Tensão dramática e atuações na medida são as grandes atrações deste roteiro cheio de reviravoltas, assinado por Jonathan Abrams, tendo como eixo um imenso dilema ético. 

Justin Kemp (Nicholas Hoult) é um jornalista à espera do primeiro filho com a professora Alisson (Zoey Deutch). É um momento de redenção para ambos. Ele, pela recuperação como ex-alcoólatra, ela, por estar levando a termo uma gravidez de alto risco - o que representa ainda uma preocupação para o casal, que já sofreu uma perda antes. Neste momento, Justin é convocado para integrar um júri de um caso de assassinato.

A habilidade do diretor está em compor um caleidoscópio de visões e interesses em torno deste caso - o que é ressaltado pela montagem esperta da dupla Joel Cox e David Cox, pai e filho. Para a ambiciosa promotora Faith Hillebrew (Toni Collette), é um caso típico de violência contra uma mulher, cuja vitória em prender o suposto culpado (Gabriel Basso) pode garantir sua futura eleição como procuradora distrital. Para o esforçado defensor público, Erick Resnick (Chris Messina), trata-se de ressaltar todas as muitas dúvidas razoáveis sobre a autoria do crime, apesar do passado turbulento de seu cliente. Para Justin, acaba sendo bem mais dramático, quando ele descobre que pode ter sido o culpado por um acidente que teria matado a moça.

Eastwood não joga com a dúvida sobre a culpa de Justin - por mais que tenha sido totalmente acidental sua responsabilidade no episódio, cujo desfecho, aliás, ele não teve como saber antes.
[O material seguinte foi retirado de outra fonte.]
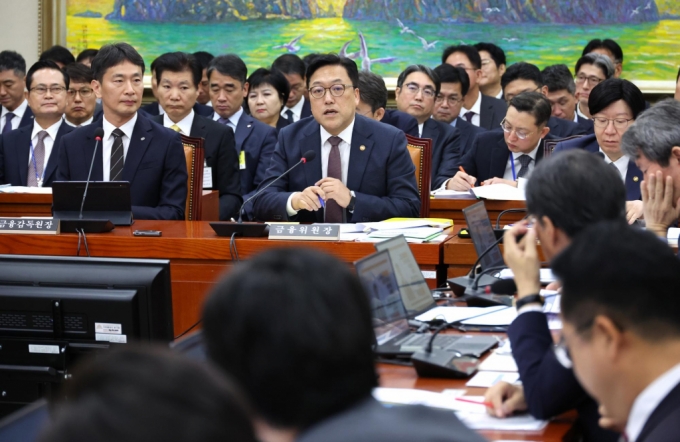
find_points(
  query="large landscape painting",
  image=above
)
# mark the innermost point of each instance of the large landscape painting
(385, 36)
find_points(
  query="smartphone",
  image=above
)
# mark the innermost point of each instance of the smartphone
(147, 233)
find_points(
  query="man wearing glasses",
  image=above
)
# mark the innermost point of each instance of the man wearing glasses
(29, 155)
(565, 194)
(81, 103)
(361, 170)
(416, 92)
(507, 157)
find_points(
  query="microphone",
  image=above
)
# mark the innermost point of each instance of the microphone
(98, 135)
(308, 156)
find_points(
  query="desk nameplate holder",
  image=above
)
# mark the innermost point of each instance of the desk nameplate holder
(305, 232)
(33, 226)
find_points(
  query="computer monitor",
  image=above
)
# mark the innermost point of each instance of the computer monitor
(55, 310)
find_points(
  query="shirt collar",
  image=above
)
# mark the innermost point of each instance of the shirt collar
(184, 124)
(127, 128)
(647, 401)
(345, 135)
(51, 131)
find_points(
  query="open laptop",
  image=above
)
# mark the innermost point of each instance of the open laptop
(390, 323)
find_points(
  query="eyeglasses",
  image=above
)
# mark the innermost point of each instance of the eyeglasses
(337, 90)
(619, 123)
(452, 100)
(42, 90)
(84, 92)
(414, 88)
(521, 134)
(592, 80)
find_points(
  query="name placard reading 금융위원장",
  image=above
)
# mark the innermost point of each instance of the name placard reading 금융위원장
(35, 226)
(305, 232)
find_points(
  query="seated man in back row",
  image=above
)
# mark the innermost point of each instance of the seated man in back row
(134, 148)
(361, 171)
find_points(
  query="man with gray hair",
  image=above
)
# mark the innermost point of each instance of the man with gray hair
(654, 141)
(591, 70)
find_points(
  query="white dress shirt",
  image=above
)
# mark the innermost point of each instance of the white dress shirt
(18, 115)
(184, 125)
(344, 147)
(297, 110)
(48, 141)
(648, 400)
(107, 143)
(476, 108)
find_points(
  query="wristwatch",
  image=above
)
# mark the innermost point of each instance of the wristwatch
(531, 299)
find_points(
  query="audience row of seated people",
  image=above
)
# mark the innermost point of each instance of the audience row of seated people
(488, 124)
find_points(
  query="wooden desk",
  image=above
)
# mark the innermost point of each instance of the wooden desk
(452, 208)
(198, 257)
(29, 204)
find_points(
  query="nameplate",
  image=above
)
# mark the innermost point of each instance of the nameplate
(35, 226)
(304, 232)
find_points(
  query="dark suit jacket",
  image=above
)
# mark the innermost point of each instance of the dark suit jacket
(370, 421)
(488, 156)
(634, 175)
(468, 132)
(492, 112)
(199, 109)
(401, 120)
(549, 388)
(15, 152)
(445, 150)
(382, 175)
(154, 166)
(220, 154)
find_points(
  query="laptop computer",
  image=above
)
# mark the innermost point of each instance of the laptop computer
(390, 323)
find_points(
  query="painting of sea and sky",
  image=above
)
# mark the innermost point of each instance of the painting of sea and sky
(385, 36)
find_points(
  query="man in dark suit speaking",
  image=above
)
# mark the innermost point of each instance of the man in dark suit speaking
(133, 148)
(361, 171)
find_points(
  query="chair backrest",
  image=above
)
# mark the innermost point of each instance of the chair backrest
(194, 156)
(420, 150)
(549, 145)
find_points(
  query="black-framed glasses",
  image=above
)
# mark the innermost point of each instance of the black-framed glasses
(337, 90)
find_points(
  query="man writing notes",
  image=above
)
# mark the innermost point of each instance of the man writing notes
(361, 170)
(133, 148)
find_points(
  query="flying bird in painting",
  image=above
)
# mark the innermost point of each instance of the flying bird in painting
(366, 61)
(291, 46)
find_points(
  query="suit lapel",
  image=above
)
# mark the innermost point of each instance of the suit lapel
(139, 143)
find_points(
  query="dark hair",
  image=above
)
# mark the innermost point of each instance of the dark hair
(624, 273)
(289, 64)
(575, 189)
(558, 77)
(78, 73)
(496, 52)
(86, 54)
(203, 58)
(293, 327)
(45, 64)
(535, 104)
(11, 60)
(608, 44)
(522, 71)
(144, 394)
(372, 90)
(274, 78)
(178, 62)
(452, 74)
(419, 68)
(616, 89)
(112, 55)
(230, 65)
(58, 54)
(332, 59)
(470, 52)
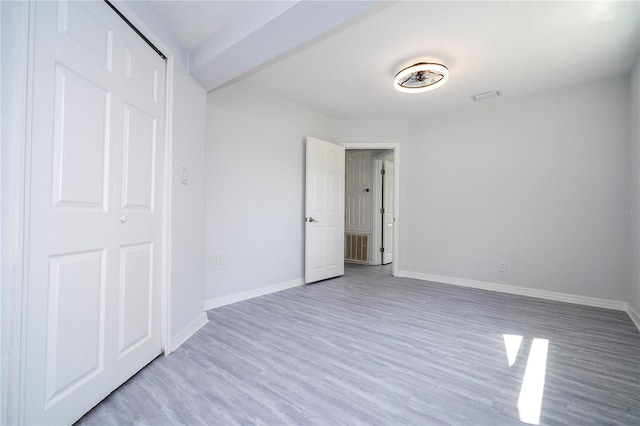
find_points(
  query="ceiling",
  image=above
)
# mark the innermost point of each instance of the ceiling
(339, 58)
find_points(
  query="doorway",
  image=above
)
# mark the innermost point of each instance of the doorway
(364, 229)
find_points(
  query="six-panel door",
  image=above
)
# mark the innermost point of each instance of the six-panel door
(95, 224)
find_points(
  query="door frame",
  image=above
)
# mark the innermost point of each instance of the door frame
(17, 213)
(396, 189)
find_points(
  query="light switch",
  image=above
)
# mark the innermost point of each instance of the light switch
(184, 176)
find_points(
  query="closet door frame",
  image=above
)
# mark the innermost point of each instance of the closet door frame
(16, 206)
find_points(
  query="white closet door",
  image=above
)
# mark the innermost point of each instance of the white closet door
(95, 225)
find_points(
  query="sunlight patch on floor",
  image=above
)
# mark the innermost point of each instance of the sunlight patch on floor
(512, 346)
(531, 392)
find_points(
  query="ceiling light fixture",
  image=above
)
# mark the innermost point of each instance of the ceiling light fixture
(421, 77)
(486, 95)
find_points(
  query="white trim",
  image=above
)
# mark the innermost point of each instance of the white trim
(217, 302)
(522, 291)
(189, 331)
(633, 314)
(22, 104)
(396, 189)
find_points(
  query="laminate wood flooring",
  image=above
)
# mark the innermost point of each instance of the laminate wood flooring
(370, 349)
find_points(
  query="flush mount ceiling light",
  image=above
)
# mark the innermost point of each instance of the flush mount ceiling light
(421, 77)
O que interessa o veterano diretor é procurar colocar os espectadores na pele de Justin, compartilhando suas motivações para revelar ou não tudo o que sabe. E é nesse processo que Eastwood sabe como ninguém a maneira de apertar os botões certos e nunca deixar cair o interesse por este drama moral.

Há várias camadas no filme e uma delas é justamente que Justin não é o tipo de culpado que ninguém gostaria de capturar. Mas aí Eastwood torce a chave - então, se o réu é o tipo de suspeito conveniente, ele deve ser condenado e pagar por um crime que não terá cometido? Devemos simpatizar com o erro ou com a verdade ? Ou pretendemos que a verdade tenha a cara que nós esperamos?
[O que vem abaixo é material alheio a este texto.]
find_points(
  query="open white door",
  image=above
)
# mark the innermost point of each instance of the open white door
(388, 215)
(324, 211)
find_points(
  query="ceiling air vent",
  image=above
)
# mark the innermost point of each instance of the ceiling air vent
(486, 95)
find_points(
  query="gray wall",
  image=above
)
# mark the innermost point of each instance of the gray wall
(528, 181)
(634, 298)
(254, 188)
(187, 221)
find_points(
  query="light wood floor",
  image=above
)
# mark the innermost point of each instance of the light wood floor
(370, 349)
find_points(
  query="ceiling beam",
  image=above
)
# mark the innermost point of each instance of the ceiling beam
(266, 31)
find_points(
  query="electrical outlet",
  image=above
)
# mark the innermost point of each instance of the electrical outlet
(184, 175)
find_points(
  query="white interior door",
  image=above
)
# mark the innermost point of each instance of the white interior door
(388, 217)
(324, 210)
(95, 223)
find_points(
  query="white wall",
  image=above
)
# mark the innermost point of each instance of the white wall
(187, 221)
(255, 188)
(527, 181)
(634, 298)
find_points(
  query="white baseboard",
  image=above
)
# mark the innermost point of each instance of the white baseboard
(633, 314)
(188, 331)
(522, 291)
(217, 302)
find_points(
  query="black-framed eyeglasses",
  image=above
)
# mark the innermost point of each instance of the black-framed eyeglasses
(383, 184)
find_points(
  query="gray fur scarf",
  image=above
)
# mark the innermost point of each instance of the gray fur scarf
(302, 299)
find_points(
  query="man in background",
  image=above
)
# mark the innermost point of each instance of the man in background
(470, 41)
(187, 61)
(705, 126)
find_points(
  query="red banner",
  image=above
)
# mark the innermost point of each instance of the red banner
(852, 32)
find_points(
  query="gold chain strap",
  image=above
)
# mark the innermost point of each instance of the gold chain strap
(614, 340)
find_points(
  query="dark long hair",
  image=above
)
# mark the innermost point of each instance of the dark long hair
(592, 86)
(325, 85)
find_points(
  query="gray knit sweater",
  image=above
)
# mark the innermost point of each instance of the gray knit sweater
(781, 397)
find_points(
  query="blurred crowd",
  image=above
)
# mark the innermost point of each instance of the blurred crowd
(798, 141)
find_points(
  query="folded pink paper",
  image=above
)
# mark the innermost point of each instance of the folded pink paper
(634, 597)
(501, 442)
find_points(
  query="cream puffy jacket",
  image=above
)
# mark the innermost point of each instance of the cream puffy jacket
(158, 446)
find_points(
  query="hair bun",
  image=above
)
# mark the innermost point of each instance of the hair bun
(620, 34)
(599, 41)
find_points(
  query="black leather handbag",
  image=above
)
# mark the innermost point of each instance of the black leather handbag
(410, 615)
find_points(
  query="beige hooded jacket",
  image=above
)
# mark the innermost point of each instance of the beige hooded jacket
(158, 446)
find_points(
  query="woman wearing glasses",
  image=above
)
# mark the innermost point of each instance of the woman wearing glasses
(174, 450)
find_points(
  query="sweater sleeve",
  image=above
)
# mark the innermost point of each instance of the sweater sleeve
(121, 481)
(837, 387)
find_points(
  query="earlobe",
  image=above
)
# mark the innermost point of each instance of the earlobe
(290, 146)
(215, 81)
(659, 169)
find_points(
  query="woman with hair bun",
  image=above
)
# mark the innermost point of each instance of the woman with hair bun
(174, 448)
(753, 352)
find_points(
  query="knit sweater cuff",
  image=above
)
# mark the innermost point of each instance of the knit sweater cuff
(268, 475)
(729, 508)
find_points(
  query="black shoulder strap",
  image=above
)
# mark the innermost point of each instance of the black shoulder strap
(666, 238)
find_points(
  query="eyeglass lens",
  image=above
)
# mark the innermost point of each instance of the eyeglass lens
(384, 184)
O jogo se embaralha também com a seleção de jurados, que Justin tenta influenciar e nem sempre consegue. Elles mesmos têm motivos tão bons ou ruins quanto quaisquer outros para acreditar que o réu é culpado ou inocente. Boa parte deles quer apenas livrar-se da obrigação e voltar para sua casa, não dando a mínima para o fato de que a vida de alguém inocente pode ser drasticamente alterada, ou até destruída, com a sua decisão.
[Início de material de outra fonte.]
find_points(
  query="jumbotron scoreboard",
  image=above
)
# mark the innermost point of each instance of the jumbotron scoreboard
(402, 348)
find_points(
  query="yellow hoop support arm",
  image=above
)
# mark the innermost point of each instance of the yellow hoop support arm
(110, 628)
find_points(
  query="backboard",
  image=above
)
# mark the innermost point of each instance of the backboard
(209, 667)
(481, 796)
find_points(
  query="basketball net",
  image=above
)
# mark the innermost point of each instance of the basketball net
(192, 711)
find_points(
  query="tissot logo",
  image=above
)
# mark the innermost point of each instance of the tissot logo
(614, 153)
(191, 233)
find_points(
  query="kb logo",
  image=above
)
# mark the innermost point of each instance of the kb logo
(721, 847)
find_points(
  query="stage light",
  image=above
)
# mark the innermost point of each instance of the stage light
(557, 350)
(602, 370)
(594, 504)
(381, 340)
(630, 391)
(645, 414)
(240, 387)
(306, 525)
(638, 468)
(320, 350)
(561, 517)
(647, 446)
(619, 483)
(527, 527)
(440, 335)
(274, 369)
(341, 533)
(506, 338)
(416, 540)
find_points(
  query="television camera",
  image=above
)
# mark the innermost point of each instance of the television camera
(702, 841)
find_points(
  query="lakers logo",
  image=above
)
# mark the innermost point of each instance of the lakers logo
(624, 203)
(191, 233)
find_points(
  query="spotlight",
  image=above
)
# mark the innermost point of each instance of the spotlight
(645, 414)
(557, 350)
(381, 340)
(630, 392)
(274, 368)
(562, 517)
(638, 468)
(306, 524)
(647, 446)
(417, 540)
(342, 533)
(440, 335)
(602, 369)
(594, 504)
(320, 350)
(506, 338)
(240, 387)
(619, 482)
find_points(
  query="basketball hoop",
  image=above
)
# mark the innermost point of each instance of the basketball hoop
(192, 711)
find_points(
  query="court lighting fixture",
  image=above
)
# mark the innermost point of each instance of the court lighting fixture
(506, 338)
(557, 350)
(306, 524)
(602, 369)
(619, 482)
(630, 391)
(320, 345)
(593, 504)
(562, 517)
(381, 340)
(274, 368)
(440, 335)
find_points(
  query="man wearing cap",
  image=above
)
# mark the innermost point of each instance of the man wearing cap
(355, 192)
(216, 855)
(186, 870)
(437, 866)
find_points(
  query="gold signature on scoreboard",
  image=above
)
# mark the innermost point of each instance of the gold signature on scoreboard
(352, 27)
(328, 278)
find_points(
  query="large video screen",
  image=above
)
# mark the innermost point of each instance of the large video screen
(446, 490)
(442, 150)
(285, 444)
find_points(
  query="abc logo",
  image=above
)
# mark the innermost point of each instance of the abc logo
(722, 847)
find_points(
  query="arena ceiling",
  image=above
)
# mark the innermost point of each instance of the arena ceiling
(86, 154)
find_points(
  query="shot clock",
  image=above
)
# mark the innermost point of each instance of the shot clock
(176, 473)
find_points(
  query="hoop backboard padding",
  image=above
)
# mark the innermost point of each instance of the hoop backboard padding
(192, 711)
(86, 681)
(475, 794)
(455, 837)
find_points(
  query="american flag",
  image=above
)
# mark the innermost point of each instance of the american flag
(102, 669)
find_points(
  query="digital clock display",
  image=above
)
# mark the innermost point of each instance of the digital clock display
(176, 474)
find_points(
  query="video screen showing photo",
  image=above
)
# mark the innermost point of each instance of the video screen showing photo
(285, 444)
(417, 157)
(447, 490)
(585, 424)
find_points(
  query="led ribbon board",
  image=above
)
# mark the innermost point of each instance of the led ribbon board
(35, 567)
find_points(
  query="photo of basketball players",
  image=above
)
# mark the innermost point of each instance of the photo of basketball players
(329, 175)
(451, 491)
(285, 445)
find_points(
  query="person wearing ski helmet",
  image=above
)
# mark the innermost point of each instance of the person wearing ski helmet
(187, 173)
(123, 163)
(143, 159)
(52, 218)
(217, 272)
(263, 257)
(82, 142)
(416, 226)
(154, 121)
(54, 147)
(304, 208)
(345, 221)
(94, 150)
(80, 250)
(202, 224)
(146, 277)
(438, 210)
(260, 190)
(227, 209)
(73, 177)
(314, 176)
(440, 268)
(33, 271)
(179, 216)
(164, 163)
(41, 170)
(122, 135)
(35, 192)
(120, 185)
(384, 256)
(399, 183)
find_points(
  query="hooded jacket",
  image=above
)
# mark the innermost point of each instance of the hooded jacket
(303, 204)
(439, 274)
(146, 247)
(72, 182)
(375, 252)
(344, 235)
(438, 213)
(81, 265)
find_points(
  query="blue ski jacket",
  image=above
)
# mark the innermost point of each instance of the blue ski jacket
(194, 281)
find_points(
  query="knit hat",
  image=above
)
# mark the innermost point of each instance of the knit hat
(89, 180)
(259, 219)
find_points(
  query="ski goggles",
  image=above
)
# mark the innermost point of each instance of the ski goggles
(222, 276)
Dessa maneira elaborada e sólida, Eastwood vai construindo seu castelo e ele é tão bom quanto alguns de seus melhores filmes, além de um fino entretenimento. Entretenimento de adulto, que gosta de prestar atenção, ser desafiado em suas convicções e pensar. Tudo isso embalado pela trilha de Mark Mancina, como sempre na obra do diretor, um biscoito fino.